The Food and Drug Administration’s (FDA) Rare Pediatric Disease Priority Review Voucher (RPD PRV) program awards companies that develop rare pediatric disease therapies vouchers for quicker FDA review of any new product. The program has been pivotal in encouraging the development of new therapies for primary immunodeficiency (PI) and will expire on September 30, 2024, unless Congress passes the Creating Hope Reauthorization Act.

Legislative history and challenges

Congress first established the priority review voucher program in 2007 to encourage companies to create new treatments for neglected tropical diseases like malaria and tuberculosis. Based on a 2006 Health Affairs paper, the program awarded developers of treatments for tropical diseases with a "priority review voucher." PRVs speed up the FDA’s review of any future medical treatment or device, including those outside the scope of the voucher program. According to the Congressional Research Service Report, on average, vouchers shorten the time it takes to receive the FDA’s approval decision by four months. Once obtained, PRVs can also be sold to a third party at an average price of $100 million based on an Orphanet Journal of Rare Diseases study.

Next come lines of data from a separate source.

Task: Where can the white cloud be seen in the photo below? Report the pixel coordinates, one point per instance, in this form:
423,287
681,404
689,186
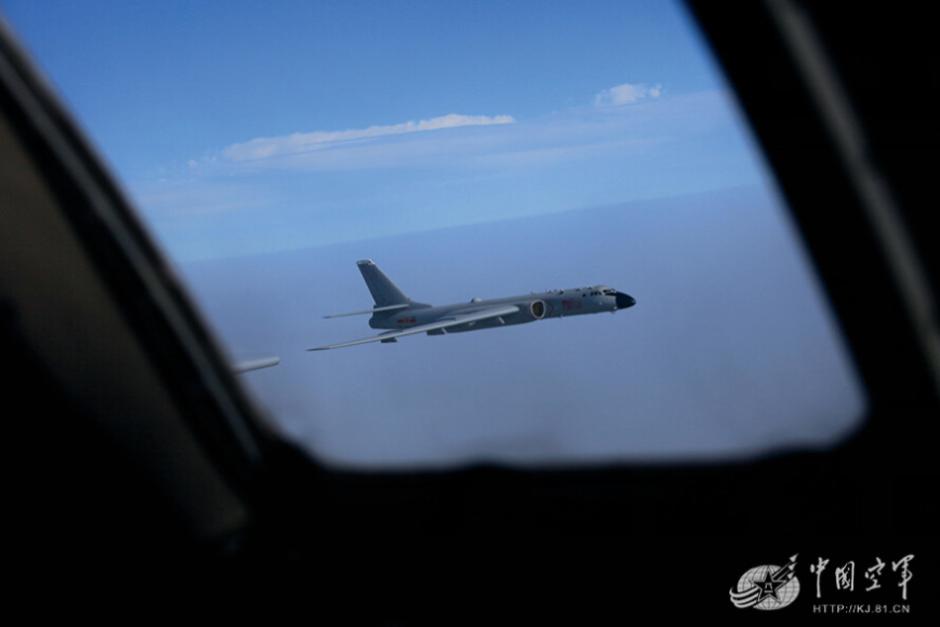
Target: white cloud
296,143
627,93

In 2012, the Creating Hope Act expanded the program to include rare pediatric disease therapies, given the lack of existing treatments for children affected by rare diseases. The FDA defines a rare pediatric disease as a serious or life-threatening condition that affects 200,000 or fewer individuals in the U.S., primarily from birth to the age of 18. A condition is also eligible for the RPD PRV program if it affects more than 200,000 people, but there is no reasonable expectation that the cost of developing a treatment will be recovered from sales of the treatment.

Since it began, the RPD PRV program has been reauthorized in 2016 and 2020 with bipartisan support. However, unless Congress reauthorizes the Creating Hope Act again, the program will expire on September 30, 2024.

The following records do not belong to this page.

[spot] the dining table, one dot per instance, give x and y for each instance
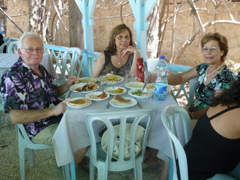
(8, 59)
(72, 134)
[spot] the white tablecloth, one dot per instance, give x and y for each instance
(72, 134)
(8, 59)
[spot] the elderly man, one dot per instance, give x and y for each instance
(30, 96)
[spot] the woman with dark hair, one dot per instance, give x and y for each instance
(214, 147)
(213, 75)
(120, 54)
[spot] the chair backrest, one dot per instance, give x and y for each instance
(174, 117)
(24, 139)
(4, 46)
(136, 117)
(70, 62)
(12, 47)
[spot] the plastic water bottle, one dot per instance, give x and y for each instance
(2, 28)
(161, 82)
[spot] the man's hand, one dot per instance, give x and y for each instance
(60, 108)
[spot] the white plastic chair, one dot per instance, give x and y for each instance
(169, 116)
(70, 60)
(25, 143)
(4, 45)
(104, 161)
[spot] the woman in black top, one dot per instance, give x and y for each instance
(214, 147)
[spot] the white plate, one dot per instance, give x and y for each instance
(87, 80)
(93, 96)
(78, 106)
(105, 80)
(123, 105)
(137, 85)
(80, 85)
(114, 88)
(145, 94)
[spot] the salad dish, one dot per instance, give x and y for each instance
(137, 93)
(110, 79)
(97, 96)
(84, 87)
(79, 102)
(87, 80)
(115, 90)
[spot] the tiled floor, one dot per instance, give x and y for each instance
(45, 164)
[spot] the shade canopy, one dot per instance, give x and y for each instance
(142, 8)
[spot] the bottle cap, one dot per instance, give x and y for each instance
(140, 59)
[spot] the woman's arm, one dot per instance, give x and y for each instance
(99, 65)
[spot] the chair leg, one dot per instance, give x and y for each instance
(66, 173)
(31, 157)
(92, 171)
(73, 170)
(170, 174)
(102, 171)
(21, 161)
(138, 169)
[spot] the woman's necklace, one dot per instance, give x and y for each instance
(206, 75)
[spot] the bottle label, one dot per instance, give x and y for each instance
(160, 91)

The main obstacle to reauthorization is the limited time remaining in 2024 to pass bills. Some legislators concerned about renewing the bill argue that companies should not benefit from subsidy programs funded with taxpayer dollars, given recent record profits in the pharmaceutical industry. In addition, critics cite a 2019 Government Accountability Office report on the FDA’s PRV programs questioning their effectiveness based on data collected during RPD PRV's first seven years. However, drugs in development often take 12 years or more to earn FDA approval. A recent National Organization for Rare Disorders (NORD) study that uses data through April 2024 shows that the program’s impact has sharply increased over time, with more than half of the designations, awards, and redemptions occurring after 2017.